Neural Machine Translation based on Transformer

Major Reference:

Vaswani, Ashish, et al. "Attention is all you need." Advances in Neural Information Processing Systems. 2017. (http://papers.nips.cc/paper/7181-attention-is-all-you-need)

Popel, Martin, and Ondřej Bojar. "Training Tips for the Transformer Model." The Prague Bulletin of Mathematical Linguistics 110.1 (2018): 43-70. (https://ufal.mff.cuni.cz/pbml/110/art-popel-bojar.pdf)

Gu, Jiatao, Graham Neubig, Kyunghyun Cho, and Victor OK Li. "Learning to translate in real-time with neural machine translation." arXiv preprint arXiv:1610.00388 (2016).

Requirements:
Python 3.6
PyTorch >= 0.4
torchtext >= 0.3 (installed from the source https://github.com/pytorch/text)
tqdm
tensorflow-cpu, tensorbaordX
(optional) use tensorboard for visualization

Dataset
We provided the pre-processed (BPE) parallel corpora at
https://www.dropbox.com/sh/p5b6m14is8hd4rn/AAAW5M6ddaiwjd5DbugNPmdEa?dl=0

You can simply download all the datasets and put them to your <DATA_DIR>.
currently included

WMT16 RO-EN (600K)
WMT14 EN-DE (4.5M)

Pre-processing

python ez_run.py \
                --prefix [time]  \
                --mode data \
                --data_prefix <DATA_DIR> \
                --dataset "wmt16" \
                --src "ro" \
                --trg "en" \
                --train_set "train.bpe" \
                --dev_set   "dev.bpe"   \
                --char # (optional) if use, build the character-level vocabulary.

Training
train the NMT model with basic Transformer
Due to pytorch limitation, the multi-GPU version is still under constration. In order to achieve large batch size on single GPU, we used a trick to perform multiple passes (--inter_size) before one update to the parametrs which, however, hurts the training efficiency.

python ez_run.py \
                --prefix [time]  \
                --gpu  <GPU_ID> \
                --mode train \
                --data_prefix <DATA_DIR> \
                --dataset "wmt16" \
                --src "ro" \
                --trg "en" \
                --train_set "train.bpe" \
                --dev_set   "dev.bpe"   \
                --load_lazy  \         # (recommended) suitable for Large corpus. Pre-shuffling the dataset is required.
                --workspace_prefix <MODEL_DIR> \  # where you save models, states, and logs.
                --params "t2t-base" \  # d_model=512, d_ff=2048, n_h=8, n_l=6, warmup=16,000
                --eval_every 500 \
                --batch_size 1200 \    # the actual batch-size=1200*3=3600, for validation, it is batch_size x 4 in default.
                --inter_size 3 \      
                --label_smooth 0.1 \   # (optional) if > 0.1, use label-smoothing when training
                --share_embeddings \   # (optional) if use, source and target share the same vocabulary.
                --char \               # (optional) if use, train the character-level instead of bpe-level. 
                --causal_enc \         # (optional) if use, encoder uses causal attention (unidirectional)
                --encoder_lm \         # (optional) if use, additional LM loss over encoder (requires "--causal_enc")
                --cross_attn_fashion "forward" \ # (optional) ["forward", "reverse", "last_layer"], in default "forward", 
                --tensorboard \
                --debug                # (optional) if use, no saving tensorboard.

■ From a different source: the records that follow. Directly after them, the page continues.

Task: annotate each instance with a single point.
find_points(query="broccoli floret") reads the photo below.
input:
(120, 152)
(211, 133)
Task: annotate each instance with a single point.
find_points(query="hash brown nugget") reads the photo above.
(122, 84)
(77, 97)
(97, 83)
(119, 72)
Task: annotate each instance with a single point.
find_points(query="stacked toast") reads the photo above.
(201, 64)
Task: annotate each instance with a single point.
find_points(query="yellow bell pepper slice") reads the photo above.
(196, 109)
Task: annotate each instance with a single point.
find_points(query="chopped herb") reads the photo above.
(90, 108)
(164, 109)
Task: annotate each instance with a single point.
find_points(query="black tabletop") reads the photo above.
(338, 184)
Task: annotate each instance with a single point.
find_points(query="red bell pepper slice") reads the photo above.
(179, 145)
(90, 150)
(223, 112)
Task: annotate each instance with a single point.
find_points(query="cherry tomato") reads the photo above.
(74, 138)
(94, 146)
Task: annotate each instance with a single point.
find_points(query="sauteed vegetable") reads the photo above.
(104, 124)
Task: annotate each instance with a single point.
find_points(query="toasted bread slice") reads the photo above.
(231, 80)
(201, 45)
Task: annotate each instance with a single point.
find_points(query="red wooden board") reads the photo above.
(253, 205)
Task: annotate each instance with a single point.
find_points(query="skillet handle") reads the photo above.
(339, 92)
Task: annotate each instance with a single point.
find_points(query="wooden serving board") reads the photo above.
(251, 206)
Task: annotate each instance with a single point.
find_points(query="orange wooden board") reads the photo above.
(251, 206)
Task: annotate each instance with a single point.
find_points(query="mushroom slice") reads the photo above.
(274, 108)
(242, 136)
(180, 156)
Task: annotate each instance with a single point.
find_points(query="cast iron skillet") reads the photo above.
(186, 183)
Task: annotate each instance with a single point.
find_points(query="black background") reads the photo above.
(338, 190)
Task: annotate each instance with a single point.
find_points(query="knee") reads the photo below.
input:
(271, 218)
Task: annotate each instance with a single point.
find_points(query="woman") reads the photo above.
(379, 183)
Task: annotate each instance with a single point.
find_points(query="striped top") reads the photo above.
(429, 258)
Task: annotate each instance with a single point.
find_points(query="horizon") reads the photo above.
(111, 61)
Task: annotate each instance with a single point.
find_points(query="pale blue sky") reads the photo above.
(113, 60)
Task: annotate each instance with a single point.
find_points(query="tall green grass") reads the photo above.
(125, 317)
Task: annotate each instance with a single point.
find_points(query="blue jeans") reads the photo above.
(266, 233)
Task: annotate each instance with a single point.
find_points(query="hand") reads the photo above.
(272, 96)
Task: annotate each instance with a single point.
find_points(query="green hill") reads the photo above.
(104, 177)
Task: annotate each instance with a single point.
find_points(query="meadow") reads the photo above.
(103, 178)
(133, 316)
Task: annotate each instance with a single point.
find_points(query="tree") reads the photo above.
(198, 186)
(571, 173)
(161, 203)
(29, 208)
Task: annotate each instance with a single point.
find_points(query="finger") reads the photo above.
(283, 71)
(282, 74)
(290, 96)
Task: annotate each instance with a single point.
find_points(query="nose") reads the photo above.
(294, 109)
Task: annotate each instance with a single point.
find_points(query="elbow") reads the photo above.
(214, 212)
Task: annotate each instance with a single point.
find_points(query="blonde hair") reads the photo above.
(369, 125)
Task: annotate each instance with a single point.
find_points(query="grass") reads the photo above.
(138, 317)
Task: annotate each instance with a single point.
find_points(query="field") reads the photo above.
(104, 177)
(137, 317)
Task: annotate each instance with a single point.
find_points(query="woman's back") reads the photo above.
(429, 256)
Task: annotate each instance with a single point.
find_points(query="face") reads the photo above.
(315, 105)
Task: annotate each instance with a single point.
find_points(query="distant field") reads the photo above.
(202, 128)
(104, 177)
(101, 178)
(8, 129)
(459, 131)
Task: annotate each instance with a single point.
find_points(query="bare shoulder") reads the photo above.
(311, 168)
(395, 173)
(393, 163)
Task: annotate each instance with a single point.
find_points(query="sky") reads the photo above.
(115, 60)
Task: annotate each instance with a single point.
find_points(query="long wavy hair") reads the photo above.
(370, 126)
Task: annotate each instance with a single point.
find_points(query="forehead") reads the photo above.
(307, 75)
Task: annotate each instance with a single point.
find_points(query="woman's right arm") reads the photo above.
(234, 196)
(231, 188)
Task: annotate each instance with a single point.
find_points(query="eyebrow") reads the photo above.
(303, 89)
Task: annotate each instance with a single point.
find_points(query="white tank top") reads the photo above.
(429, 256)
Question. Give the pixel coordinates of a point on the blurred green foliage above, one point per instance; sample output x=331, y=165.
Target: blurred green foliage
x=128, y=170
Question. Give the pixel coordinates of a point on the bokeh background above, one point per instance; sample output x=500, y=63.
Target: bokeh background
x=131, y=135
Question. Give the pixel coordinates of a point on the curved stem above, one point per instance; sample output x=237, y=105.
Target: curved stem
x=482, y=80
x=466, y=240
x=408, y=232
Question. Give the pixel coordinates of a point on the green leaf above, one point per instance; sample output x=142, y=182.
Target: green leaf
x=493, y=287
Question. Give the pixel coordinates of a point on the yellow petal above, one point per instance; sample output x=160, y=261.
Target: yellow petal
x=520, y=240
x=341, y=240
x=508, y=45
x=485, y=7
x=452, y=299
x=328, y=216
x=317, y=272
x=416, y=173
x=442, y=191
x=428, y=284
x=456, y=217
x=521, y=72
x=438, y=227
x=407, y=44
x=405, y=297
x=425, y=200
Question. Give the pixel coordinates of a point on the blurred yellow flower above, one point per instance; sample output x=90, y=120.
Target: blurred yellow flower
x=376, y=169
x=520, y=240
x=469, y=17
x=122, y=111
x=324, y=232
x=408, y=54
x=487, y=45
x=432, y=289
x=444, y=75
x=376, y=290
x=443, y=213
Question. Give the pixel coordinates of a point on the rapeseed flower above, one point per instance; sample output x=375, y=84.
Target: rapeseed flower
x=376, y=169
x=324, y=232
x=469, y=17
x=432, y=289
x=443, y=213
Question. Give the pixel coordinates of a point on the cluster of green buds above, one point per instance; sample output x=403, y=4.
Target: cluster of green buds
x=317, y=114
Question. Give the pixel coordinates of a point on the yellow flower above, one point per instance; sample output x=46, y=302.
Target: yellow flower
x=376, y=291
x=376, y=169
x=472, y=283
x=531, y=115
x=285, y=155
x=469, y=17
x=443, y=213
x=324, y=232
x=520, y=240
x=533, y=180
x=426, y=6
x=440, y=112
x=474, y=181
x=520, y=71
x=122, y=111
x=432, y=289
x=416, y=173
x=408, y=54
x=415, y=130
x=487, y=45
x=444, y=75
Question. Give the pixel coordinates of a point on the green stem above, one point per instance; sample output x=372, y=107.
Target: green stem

The code will automatically record in <MODEL_DIR> respectively in:

<MODEL_DIR>/logs/log-[time].txt      #detailed logs, easy to check the parameter settings.
<MODEL_DIR>/models/<MODEL_NAME>.pt   #models and running states. Automatically save the best model achieved highest score on the dev-set.
<MODEL_DIR>/runs/<MODEL_NAME>        #tensorboard data used for visualization. Only works when --debug is not used.

Use Tensorboard
Make sure to install tensorflow and tensorboardX first.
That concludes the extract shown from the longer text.